Fahmida N. Chowdhury (S’86–M’87) received the combined B.Sc. and M.Sc. degree in electromechanical engineering from Moscow Power Engineering Institute, Moscow, Russia, and the Ph.D. degree in electrical engineering from Louisiana State University, Baton Rouge. She is currently an Assistant Professor of Electrical and Computer Engineering at the University of Southwestern Louisiana, Lafayette. Her research interests include neural networks, modeling, estimation, and detection problems in stochastic systems, applications of systems theory approaches to power systems, and probabilistic interpretations of robustness issues. Her educational interests focus on developing interdisciplinary courses. Dr. Chowdhury is a reviewer for the IEEE TRANSACTIONS ON SIGNAL PROCESSING and the IEEE TRANSACTIONS ON NEURAL NETWORKS, and a member of the Conference Editorial Board of the IEEE Control Systems Society. She also reviews proposals for the National Science Foundation.

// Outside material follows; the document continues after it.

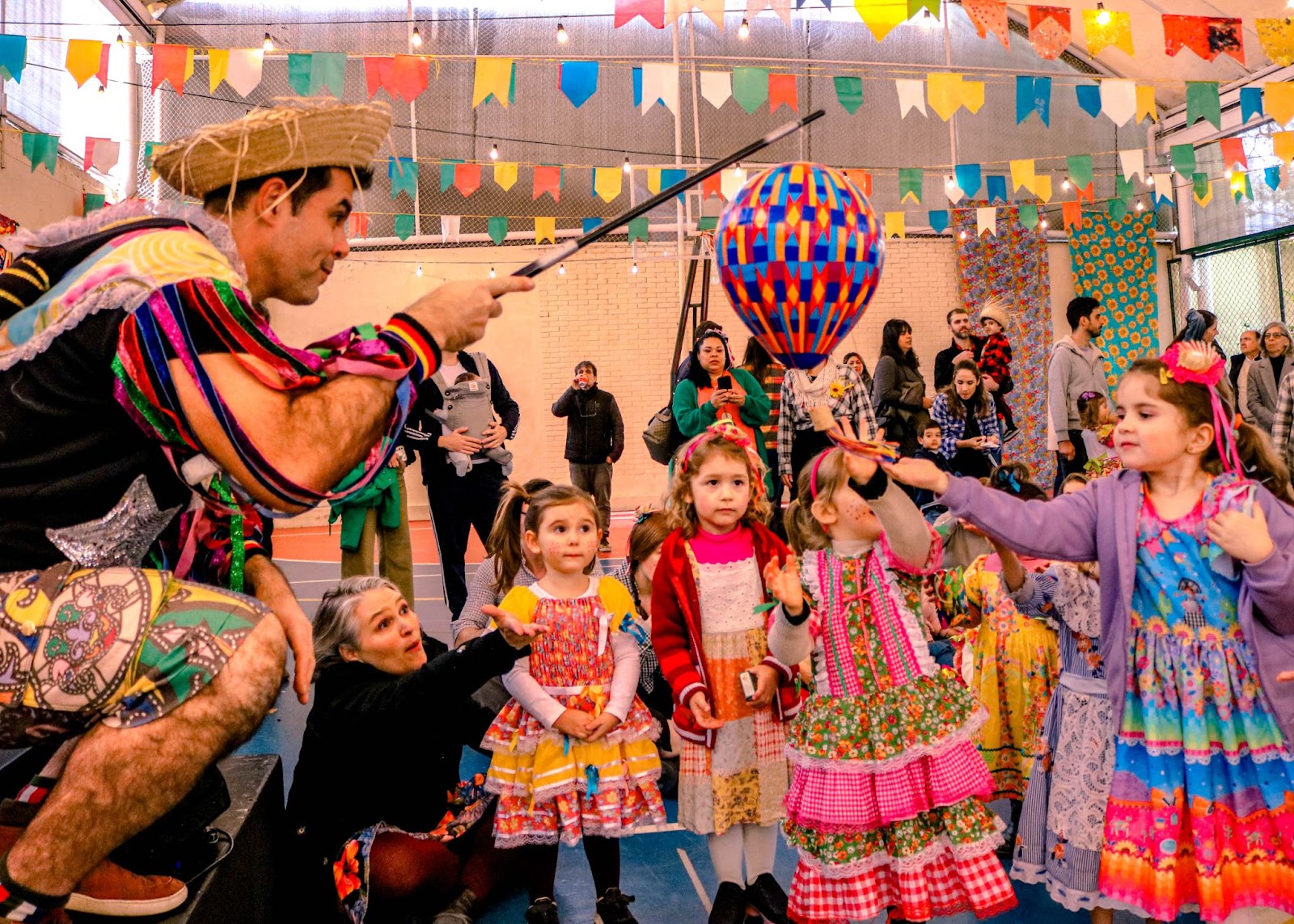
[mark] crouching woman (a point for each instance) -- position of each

Jorge L. Aravena (M’89) received the degree of Civil Electrical Engineer from the University of Chile at Santiago, and the Ph.D. degree in computer, information, and control engineering from the University of Michigan, Ann Arbor. Currently he is the Graduate Studies Coordinator for the Department of Electrical and Computer Engineering at Louisiana State University. He has published more than 30 refereed journal papers and 100 conference papers. His current areas of research include digital signal and image processing, m-D system theory, computer-based control, and parallel algorithms and computing structure. His research in nonplanar computing structures and fast parallel representation of filtering algorithms has been supported by the State of Louisiana. Dr. Aravena is frequent reviewer for IEEE TRANSACTIONS ON CIRCUITS AND SYSTEMS, Signal Processing, and Parallel and Distributed Processing. He also reviews proposals for the National Science Foundation and has been invited as national panel member to review Research Initiation Awards in Microelectronics Information Processing.